To keep afloat during cashflow lulls and avoid hefty fees for late tax payments and other obligations, businesses are in effect paying their customers to cough up.
Greg Charlwood, Managing Director for cashflow solutions company Bibby Financial Services, said that prompt payment discounts of between two and seven percent, though unfair, are a reality for more than half of Australian SMEs.
“For many small businesses, prompt payment discounts are considered the only viable way to maintain a healthy cashflow.
“However the costs borne by SMEs to attract 30 day payment settlement equates to far more than a five or six percent sales discount.
“For example a small business that turns over $800,000 annually and offers a four percent payment discount on all invoices potentially loses more than $32,000 every year. If this amount was saved and invested at a decent rate of interest over five years, the company would have accrued around $195,000 to reinvest into the business.”
According to Charlwood, a growing number of SMEs across multiple sectors are turning to factoring to avoid the significant pitfalls of catering to late paying customers.

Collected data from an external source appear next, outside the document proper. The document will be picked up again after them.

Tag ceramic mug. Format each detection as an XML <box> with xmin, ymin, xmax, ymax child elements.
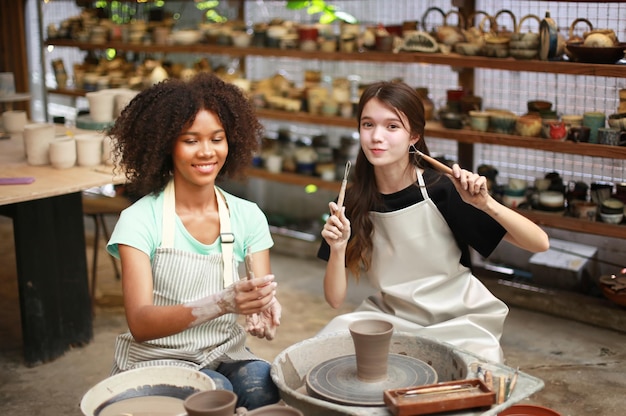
<box><xmin>567</xmin><ymin>126</ymin><xmax>591</xmax><ymax>142</ymax></box>
<box><xmin>597</xmin><ymin>127</ymin><xmax>626</xmax><ymax>146</ymax></box>
<box><xmin>2</xmin><ymin>110</ymin><xmax>27</xmax><ymax>133</ymax></box>
<box><xmin>23</xmin><ymin>123</ymin><xmax>56</xmax><ymax>165</ymax></box>
<box><xmin>582</xmin><ymin>111</ymin><xmax>606</xmax><ymax>144</ymax></box>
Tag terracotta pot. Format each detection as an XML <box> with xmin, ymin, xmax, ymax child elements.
<box><xmin>349</xmin><ymin>319</ymin><xmax>394</xmax><ymax>382</ymax></box>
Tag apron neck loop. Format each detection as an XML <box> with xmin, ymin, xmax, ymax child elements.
<box><xmin>162</xmin><ymin>180</ymin><xmax>235</xmax><ymax>287</ymax></box>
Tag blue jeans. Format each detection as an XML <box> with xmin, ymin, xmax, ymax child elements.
<box><xmin>201</xmin><ymin>360</ymin><xmax>280</xmax><ymax>410</ymax></box>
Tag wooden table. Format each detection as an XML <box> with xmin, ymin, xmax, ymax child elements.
<box><xmin>0</xmin><ymin>130</ymin><xmax>123</xmax><ymax>365</ymax></box>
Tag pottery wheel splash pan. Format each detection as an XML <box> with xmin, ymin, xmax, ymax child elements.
<box><xmin>80</xmin><ymin>366</ymin><xmax>216</xmax><ymax>416</ymax></box>
<box><xmin>305</xmin><ymin>354</ymin><xmax>437</xmax><ymax>406</ymax></box>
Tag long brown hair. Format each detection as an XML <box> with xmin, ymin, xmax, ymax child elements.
<box><xmin>344</xmin><ymin>80</ymin><xmax>431</xmax><ymax>278</ymax></box>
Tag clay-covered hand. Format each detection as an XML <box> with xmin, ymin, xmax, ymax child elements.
<box><xmin>246</xmin><ymin>298</ymin><xmax>282</xmax><ymax>340</ymax></box>
<box><xmin>321</xmin><ymin>202</ymin><xmax>351</xmax><ymax>250</ymax></box>
<box><xmin>185</xmin><ymin>275</ymin><xmax>276</xmax><ymax>328</ymax></box>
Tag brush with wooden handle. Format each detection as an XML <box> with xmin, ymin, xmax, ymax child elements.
<box><xmin>335</xmin><ymin>160</ymin><xmax>351</xmax><ymax>211</ymax></box>
<box><xmin>415</xmin><ymin>149</ymin><xmax>453</xmax><ymax>175</ymax></box>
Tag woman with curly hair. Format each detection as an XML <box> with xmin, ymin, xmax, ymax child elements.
<box><xmin>106</xmin><ymin>72</ymin><xmax>281</xmax><ymax>410</ymax></box>
<box><xmin>318</xmin><ymin>80</ymin><xmax>549</xmax><ymax>363</ymax></box>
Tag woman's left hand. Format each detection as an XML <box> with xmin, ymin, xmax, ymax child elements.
<box><xmin>246</xmin><ymin>298</ymin><xmax>281</xmax><ymax>340</ymax></box>
<box><xmin>449</xmin><ymin>164</ymin><xmax>490</xmax><ymax>209</ymax></box>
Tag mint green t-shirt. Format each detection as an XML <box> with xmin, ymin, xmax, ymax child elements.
<box><xmin>106</xmin><ymin>187</ymin><xmax>273</xmax><ymax>262</ymax></box>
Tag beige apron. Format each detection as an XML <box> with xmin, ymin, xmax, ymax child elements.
<box><xmin>319</xmin><ymin>169</ymin><xmax>509</xmax><ymax>363</ymax></box>
<box><xmin>111</xmin><ymin>181</ymin><xmax>259</xmax><ymax>374</ymax></box>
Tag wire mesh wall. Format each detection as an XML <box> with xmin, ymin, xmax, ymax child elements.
<box><xmin>29</xmin><ymin>0</ymin><xmax>626</xmax><ymax>189</ymax></box>
<box><xmin>244</xmin><ymin>0</ymin><xmax>626</xmax><ymax>189</ymax></box>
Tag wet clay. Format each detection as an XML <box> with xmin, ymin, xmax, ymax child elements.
<box><xmin>98</xmin><ymin>395</ymin><xmax>186</xmax><ymax>416</ymax></box>
<box><xmin>349</xmin><ymin>319</ymin><xmax>394</xmax><ymax>382</ymax></box>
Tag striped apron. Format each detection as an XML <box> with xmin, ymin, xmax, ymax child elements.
<box><xmin>111</xmin><ymin>181</ymin><xmax>259</xmax><ymax>374</ymax></box>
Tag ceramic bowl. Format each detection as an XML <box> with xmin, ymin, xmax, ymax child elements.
<box><xmin>527</xmin><ymin>100</ymin><xmax>552</xmax><ymax>113</ymax></box>
<box><xmin>488</xmin><ymin>110</ymin><xmax>518</xmax><ymax>134</ymax></box>
<box><xmin>608</xmin><ymin>113</ymin><xmax>626</xmax><ymax>130</ymax></box>
<box><xmin>498</xmin><ymin>404</ymin><xmax>561</xmax><ymax>416</ymax></box>
<box><xmin>468</xmin><ymin>111</ymin><xmax>490</xmax><ymax>132</ymax></box>
<box><xmin>516</xmin><ymin>114</ymin><xmax>542</xmax><ymax>137</ymax></box>
<box><xmin>601</xmin><ymin>198</ymin><xmax>625</xmax><ymax>215</ymax></box>
<box><xmin>600</xmin><ymin>212</ymin><xmax>624</xmax><ymax>224</ymax></box>
<box><xmin>440</xmin><ymin>112</ymin><xmax>465</xmax><ymax>129</ymax></box>
<box><xmin>170</xmin><ymin>29</ymin><xmax>203</xmax><ymax>45</ymax></box>
<box><xmin>566</xmin><ymin>41</ymin><xmax>626</xmax><ymax>64</ymax></box>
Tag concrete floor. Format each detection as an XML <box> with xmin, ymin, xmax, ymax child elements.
<box><xmin>1</xmin><ymin>215</ymin><xmax>625</xmax><ymax>415</ymax></box>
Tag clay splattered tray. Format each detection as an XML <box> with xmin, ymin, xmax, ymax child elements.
<box><xmin>305</xmin><ymin>354</ymin><xmax>437</xmax><ymax>406</ymax></box>
<box><xmin>383</xmin><ymin>378</ymin><xmax>495</xmax><ymax>415</ymax></box>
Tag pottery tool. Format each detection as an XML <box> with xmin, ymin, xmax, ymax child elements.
<box><xmin>506</xmin><ymin>367</ymin><xmax>519</xmax><ymax>400</ymax></box>
<box><xmin>416</xmin><ymin>150</ymin><xmax>453</xmax><ymax>175</ymax></box>
<box><xmin>0</xmin><ymin>177</ymin><xmax>35</xmax><ymax>185</ymax></box>
<box><xmin>398</xmin><ymin>383</ymin><xmax>476</xmax><ymax>397</ymax></box>
<box><xmin>336</xmin><ymin>160</ymin><xmax>351</xmax><ymax>210</ymax></box>
<box><xmin>244</xmin><ymin>248</ymin><xmax>255</xmax><ymax>280</ymax></box>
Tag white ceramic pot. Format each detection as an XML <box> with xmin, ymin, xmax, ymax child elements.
<box><xmin>75</xmin><ymin>133</ymin><xmax>103</xmax><ymax>167</ymax></box>
<box><xmin>2</xmin><ymin>110</ymin><xmax>27</xmax><ymax>133</ymax></box>
<box><xmin>23</xmin><ymin>123</ymin><xmax>56</xmax><ymax>165</ymax></box>
<box><xmin>113</xmin><ymin>89</ymin><xmax>138</xmax><ymax>118</ymax></box>
<box><xmin>86</xmin><ymin>90</ymin><xmax>116</xmax><ymax>122</ymax></box>
<box><xmin>49</xmin><ymin>137</ymin><xmax>76</xmax><ymax>169</ymax></box>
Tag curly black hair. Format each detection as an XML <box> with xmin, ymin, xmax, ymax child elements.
<box><xmin>109</xmin><ymin>72</ymin><xmax>264</xmax><ymax>197</ymax></box>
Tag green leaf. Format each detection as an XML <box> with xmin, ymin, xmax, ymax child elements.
<box><xmin>334</xmin><ymin>11</ymin><xmax>358</xmax><ymax>24</ymax></box>
<box><xmin>286</xmin><ymin>1</ymin><xmax>309</xmax><ymax>10</ymax></box>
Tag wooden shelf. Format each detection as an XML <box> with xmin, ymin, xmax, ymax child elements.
<box><xmin>520</xmin><ymin>209</ymin><xmax>626</xmax><ymax>239</ymax></box>
<box><xmin>44</xmin><ymin>97</ymin><xmax>626</xmax><ymax>160</ymax></box>
<box><xmin>256</xmin><ymin>109</ymin><xmax>626</xmax><ymax>160</ymax></box>
<box><xmin>45</xmin><ymin>39</ymin><xmax>626</xmax><ymax>78</ymax></box>
<box><xmin>244</xmin><ymin>167</ymin><xmax>626</xmax><ymax>239</ymax></box>
<box><xmin>245</xmin><ymin>167</ymin><xmax>341</xmax><ymax>192</ymax></box>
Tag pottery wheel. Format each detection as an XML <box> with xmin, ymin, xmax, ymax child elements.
<box><xmin>305</xmin><ymin>354</ymin><xmax>437</xmax><ymax>406</ymax></box>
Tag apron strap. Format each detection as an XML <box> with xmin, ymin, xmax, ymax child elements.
<box><xmin>416</xmin><ymin>167</ymin><xmax>429</xmax><ymax>200</ymax></box>
<box><xmin>216</xmin><ymin>188</ymin><xmax>235</xmax><ymax>287</ymax></box>
<box><xmin>161</xmin><ymin>180</ymin><xmax>235</xmax><ymax>287</ymax></box>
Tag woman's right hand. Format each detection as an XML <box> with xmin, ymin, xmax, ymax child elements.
<box><xmin>321</xmin><ymin>202</ymin><xmax>351</xmax><ymax>250</ymax></box>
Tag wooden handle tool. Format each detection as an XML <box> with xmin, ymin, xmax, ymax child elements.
<box><xmin>336</xmin><ymin>160</ymin><xmax>351</xmax><ymax>210</ymax></box>
<box><xmin>416</xmin><ymin>150</ymin><xmax>453</xmax><ymax>175</ymax></box>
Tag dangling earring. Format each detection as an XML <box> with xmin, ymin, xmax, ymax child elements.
<box><xmin>408</xmin><ymin>143</ymin><xmax>418</xmax><ymax>154</ymax></box>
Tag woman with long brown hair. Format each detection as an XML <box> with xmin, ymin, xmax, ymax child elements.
<box><xmin>318</xmin><ymin>80</ymin><xmax>549</xmax><ymax>363</ymax></box>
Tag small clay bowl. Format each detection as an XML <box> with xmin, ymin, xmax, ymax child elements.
<box><xmin>440</xmin><ymin>112</ymin><xmax>465</xmax><ymax>129</ymax></box>
<box><xmin>527</xmin><ymin>100</ymin><xmax>552</xmax><ymax>113</ymax></box>
<box><xmin>608</xmin><ymin>113</ymin><xmax>626</xmax><ymax>130</ymax></box>
<box><xmin>488</xmin><ymin>110</ymin><xmax>518</xmax><ymax>134</ymax></box>
<box><xmin>601</xmin><ymin>198</ymin><xmax>625</xmax><ymax>215</ymax></box>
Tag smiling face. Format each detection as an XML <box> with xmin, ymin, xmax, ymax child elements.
<box><xmin>172</xmin><ymin>109</ymin><xmax>228</xmax><ymax>189</ymax></box>
<box><xmin>359</xmin><ymin>98</ymin><xmax>418</xmax><ymax>169</ymax></box>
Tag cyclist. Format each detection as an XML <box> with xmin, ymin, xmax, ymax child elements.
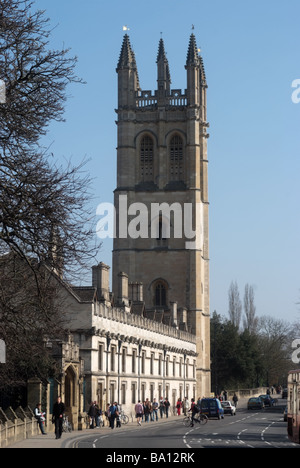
<box><xmin>189</xmin><ymin>398</ymin><xmax>199</xmax><ymax>427</ymax></box>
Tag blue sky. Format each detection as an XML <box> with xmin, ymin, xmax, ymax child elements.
<box><xmin>35</xmin><ymin>0</ymin><xmax>300</xmax><ymax>324</ymax></box>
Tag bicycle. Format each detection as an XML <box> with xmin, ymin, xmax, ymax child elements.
<box><xmin>183</xmin><ymin>411</ymin><xmax>208</xmax><ymax>427</ymax></box>
<box><xmin>62</xmin><ymin>415</ymin><xmax>72</xmax><ymax>433</ymax></box>
<box><xmin>119</xmin><ymin>410</ymin><xmax>129</xmax><ymax>425</ymax></box>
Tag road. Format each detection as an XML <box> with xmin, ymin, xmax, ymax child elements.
<box><xmin>63</xmin><ymin>400</ymin><xmax>299</xmax><ymax>450</ymax></box>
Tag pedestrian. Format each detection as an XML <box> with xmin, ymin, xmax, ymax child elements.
<box><xmin>109</xmin><ymin>402</ymin><xmax>117</xmax><ymax>429</ymax></box>
<box><xmin>164</xmin><ymin>398</ymin><xmax>170</xmax><ymax>418</ymax></box>
<box><xmin>144</xmin><ymin>398</ymin><xmax>151</xmax><ymax>422</ymax></box>
<box><xmin>105</xmin><ymin>403</ymin><xmax>111</xmax><ymax>427</ymax></box>
<box><xmin>95</xmin><ymin>405</ymin><xmax>103</xmax><ymax>427</ymax></box>
<box><xmin>183</xmin><ymin>397</ymin><xmax>189</xmax><ymax>416</ymax></box>
<box><xmin>152</xmin><ymin>398</ymin><xmax>159</xmax><ymax>421</ymax></box>
<box><xmin>88</xmin><ymin>401</ymin><xmax>97</xmax><ymax>429</ymax></box>
<box><xmin>135</xmin><ymin>400</ymin><xmax>144</xmax><ymax>426</ymax></box>
<box><xmin>52</xmin><ymin>396</ymin><xmax>65</xmax><ymax>440</ymax></box>
<box><xmin>35</xmin><ymin>403</ymin><xmax>47</xmax><ymax>435</ymax></box>
<box><xmin>115</xmin><ymin>402</ymin><xmax>121</xmax><ymax>428</ymax></box>
<box><xmin>176</xmin><ymin>398</ymin><xmax>182</xmax><ymax>416</ymax></box>
<box><xmin>159</xmin><ymin>397</ymin><xmax>165</xmax><ymax>418</ymax></box>
<box><xmin>232</xmin><ymin>393</ymin><xmax>239</xmax><ymax>408</ymax></box>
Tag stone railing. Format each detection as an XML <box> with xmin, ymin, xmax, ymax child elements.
<box><xmin>226</xmin><ymin>387</ymin><xmax>268</xmax><ymax>400</ymax></box>
<box><xmin>0</xmin><ymin>406</ymin><xmax>40</xmax><ymax>448</ymax></box>
<box><xmin>136</xmin><ymin>89</ymin><xmax>187</xmax><ymax>109</ymax></box>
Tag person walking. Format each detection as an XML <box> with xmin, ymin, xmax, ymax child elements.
<box><xmin>164</xmin><ymin>398</ymin><xmax>170</xmax><ymax>418</ymax></box>
<box><xmin>135</xmin><ymin>400</ymin><xmax>144</xmax><ymax>426</ymax></box>
<box><xmin>152</xmin><ymin>398</ymin><xmax>159</xmax><ymax>421</ymax></box>
<box><xmin>35</xmin><ymin>403</ymin><xmax>47</xmax><ymax>435</ymax></box>
<box><xmin>109</xmin><ymin>402</ymin><xmax>117</xmax><ymax>429</ymax></box>
<box><xmin>159</xmin><ymin>397</ymin><xmax>165</xmax><ymax>418</ymax></box>
<box><xmin>88</xmin><ymin>401</ymin><xmax>97</xmax><ymax>429</ymax></box>
<box><xmin>105</xmin><ymin>403</ymin><xmax>111</xmax><ymax>427</ymax></box>
<box><xmin>144</xmin><ymin>398</ymin><xmax>151</xmax><ymax>422</ymax></box>
<box><xmin>233</xmin><ymin>393</ymin><xmax>239</xmax><ymax>408</ymax></box>
<box><xmin>52</xmin><ymin>396</ymin><xmax>65</xmax><ymax>440</ymax></box>
<box><xmin>176</xmin><ymin>398</ymin><xmax>182</xmax><ymax>416</ymax></box>
<box><xmin>115</xmin><ymin>402</ymin><xmax>121</xmax><ymax>428</ymax></box>
<box><xmin>183</xmin><ymin>397</ymin><xmax>189</xmax><ymax>416</ymax></box>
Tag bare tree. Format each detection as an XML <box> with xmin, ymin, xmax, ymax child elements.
<box><xmin>0</xmin><ymin>0</ymin><xmax>83</xmax><ymax>153</ymax></box>
<box><xmin>0</xmin><ymin>0</ymin><xmax>99</xmax><ymax>391</ymax></box>
<box><xmin>228</xmin><ymin>281</ymin><xmax>242</xmax><ymax>329</ymax></box>
<box><xmin>243</xmin><ymin>284</ymin><xmax>258</xmax><ymax>334</ymax></box>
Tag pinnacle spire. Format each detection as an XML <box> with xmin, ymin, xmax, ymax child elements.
<box><xmin>117</xmin><ymin>34</ymin><xmax>136</xmax><ymax>70</ymax></box>
<box><xmin>186</xmin><ymin>33</ymin><xmax>200</xmax><ymax>66</ymax></box>
<box><xmin>117</xmin><ymin>34</ymin><xmax>140</xmax><ymax>89</ymax></box>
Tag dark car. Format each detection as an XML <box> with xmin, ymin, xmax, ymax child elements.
<box><xmin>259</xmin><ymin>394</ymin><xmax>275</xmax><ymax>407</ymax></box>
<box><xmin>200</xmin><ymin>398</ymin><xmax>224</xmax><ymax>419</ymax></box>
<box><xmin>247</xmin><ymin>397</ymin><xmax>264</xmax><ymax>410</ymax></box>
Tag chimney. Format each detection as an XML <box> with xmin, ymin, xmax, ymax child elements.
<box><xmin>92</xmin><ymin>262</ymin><xmax>110</xmax><ymax>301</ymax></box>
<box><xmin>179</xmin><ymin>307</ymin><xmax>188</xmax><ymax>331</ymax></box>
<box><xmin>170</xmin><ymin>301</ymin><xmax>178</xmax><ymax>327</ymax></box>
<box><xmin>117</xmin><ymin>272</ymin><xmax>129</xmax><ymax>307</ymax></box>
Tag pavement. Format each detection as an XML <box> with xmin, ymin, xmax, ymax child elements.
<box><xmin>7</xmin><ymin>396</ymin><xmax>285</xmax><ymax>449</ymax></box>
<box><xmin>7</xmin><ymin>413</ymin><xmax>185</xmax><ymax>449</ymax></box>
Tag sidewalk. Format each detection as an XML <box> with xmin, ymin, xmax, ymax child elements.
<box><xmin>7</xmin><ymin>398</ymin><xmax>252</xmax><ymax>449</ymax></box>
<box><xmin>7</xmin><ymin>413</ymin><xmax>184</xmax><ymax>449</ymax></box>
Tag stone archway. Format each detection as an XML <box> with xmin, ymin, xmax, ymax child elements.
<box><xmin>64</xmin><ymin>365</ymin><xmax>78</xmax><ymax>430</ymax></box>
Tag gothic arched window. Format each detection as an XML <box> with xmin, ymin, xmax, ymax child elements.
<box><xmin>154</xmin><ymin>280</ymin><xmax>168</xmax><ymax>307</ymax></box>
<box><xmin>170</xmin><ymin>135</ymin><xmax>184</xmax><ymax>181</ymax></box>
<box><xmin>140</xmin><ymin>135</ymin><xmax>154</xmax><ymax>181</ymax></box>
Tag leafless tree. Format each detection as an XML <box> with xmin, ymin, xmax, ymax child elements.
<box><xmin>228</xmin><ymin>281</ymin><xmax>242</xmax><ymax>329</ymax></box>
<box><xmin>243</xmin><ymin>284</ymin><xmax>258</xmax><ymax>334</ymax></box>
<box><xmin>0</xmin><ymin>0</ymin><xmax>99</xmax><ymax>391</ymax></box>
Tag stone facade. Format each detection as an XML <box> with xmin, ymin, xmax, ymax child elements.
<box><xmin>24</xmin><ymin>33</ymin><xmax>211</xmax><ymax>428</ymax></box>
<box><xmin>62</xmin><ymin>262</ymin><xmax>198</xmax><ymax>417</ymax></box>
<box><xmin>113</xmin><ymin>34</ymin><xmax>211</xmax><ymax>397</ymax></box>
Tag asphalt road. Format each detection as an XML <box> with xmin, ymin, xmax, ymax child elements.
<box><xmin>63</xmin><ymin>400</ymin><xmax>299</xmax><ymax>450</ymax></box>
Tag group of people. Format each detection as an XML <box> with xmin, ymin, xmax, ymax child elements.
<box><xmin>35</xmin><ymin>392</ymin><xmax>241</xmax><ymax>438</ymax></box>
<box><xmin>134</xmin><ymin>397</ymin><xmax>171</xmax><ymax>425</ymax></box>
<box><xmin>88</xmin><ymin>401</ymin><xmax>122</xmax><ymax>430</ymax></box>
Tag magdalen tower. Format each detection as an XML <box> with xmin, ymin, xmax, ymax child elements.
<box><xmin>113</xmin><ymin>33</ymin><xmax>211</xmax><ymax>396</ymax></box>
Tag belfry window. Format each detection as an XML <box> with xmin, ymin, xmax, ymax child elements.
<box><xmin>140</xmin><ymin>136</ymin><xmax>154</xmax><ymax>181</ymax></box>
<box><xmin>170</xmin><ymin>135</ymin><xmax>184</xmax><ymax>180</ymax></box>
<box><xmin>154</xmin><ymin>281</ymin><xmax>167</xmax><ymax>307</ymax></box>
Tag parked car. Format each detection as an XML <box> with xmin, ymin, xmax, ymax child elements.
<box><xmin>259</xmin><ymin>394</ymin><xmax>275</xmax><ymax>407</ymax></box>
<box><xmin>200</xmin><ymin>398</ymin><xmax>224</xmax><ymax>419</ymax></box>
<box><xmin>221</xmin><ymin>400</ymin><xmax>236</xmax><ymax>416</ymax></box>
<box><xmin>247</xmin><ymin>397</ymin><xmax>264</xmax><ymax>410</ymax></box>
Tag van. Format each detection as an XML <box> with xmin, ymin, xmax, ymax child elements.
<box><xmin>200</xmin><ymin>398</ymin><xmax>224</xmax><ymax>419</ymax></box>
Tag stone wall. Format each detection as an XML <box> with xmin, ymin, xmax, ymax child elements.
<box><xmin>0</xmin><ymin>406</ymin><xmax>40</xmax><ymax>448</ymax></box>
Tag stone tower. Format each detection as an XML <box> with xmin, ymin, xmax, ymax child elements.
<box><xmin>113</xmin><ymin>34</ymin><xmax>211</xmax><ymax>396</ymax></box>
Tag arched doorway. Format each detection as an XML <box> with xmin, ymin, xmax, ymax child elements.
<box><xmin>64</xmin><ymin>365</ymin><xmax>78</xmax><ymax>429</ymax></box>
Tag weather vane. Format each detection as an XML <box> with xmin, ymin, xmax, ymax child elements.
<box><xmin>123</xmin><ymin>25</ymin><xmax>130</xmax><ymax>32</ymax></box>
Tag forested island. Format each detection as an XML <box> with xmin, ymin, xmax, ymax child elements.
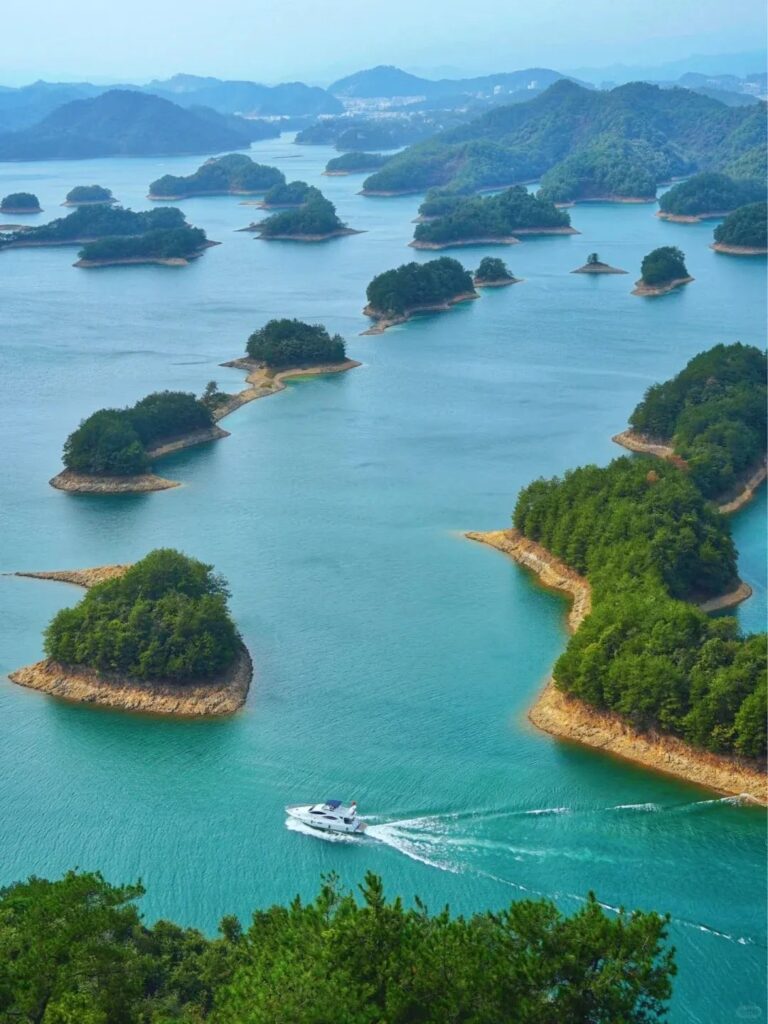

Factoring offers small and medium business operators access to a flexible source of finance by unlocking funds tied up in invoices, thereby creating an immediate injection of cash. This service is also referred to as discounting.
Charlwood attributes this growth in factoring to the need among SMEs for a flexible financing solution that banks loans do not offer.
“Bank loans can be very suffocating to small businesses who are forced to offer their business and even personal assets to secure the loan amidst uncertainty as to how their businesses will perform.
“Factoring on the other hand enables SMEs to vary funding arrangements in line with business performance and growth. Within 24 hours of credit approval, the factoring agent can inject cash into the business valued at up to 90% of its unpaid invoices.”
Factoring also provides a service to collect and administer debts on behalf of the SME.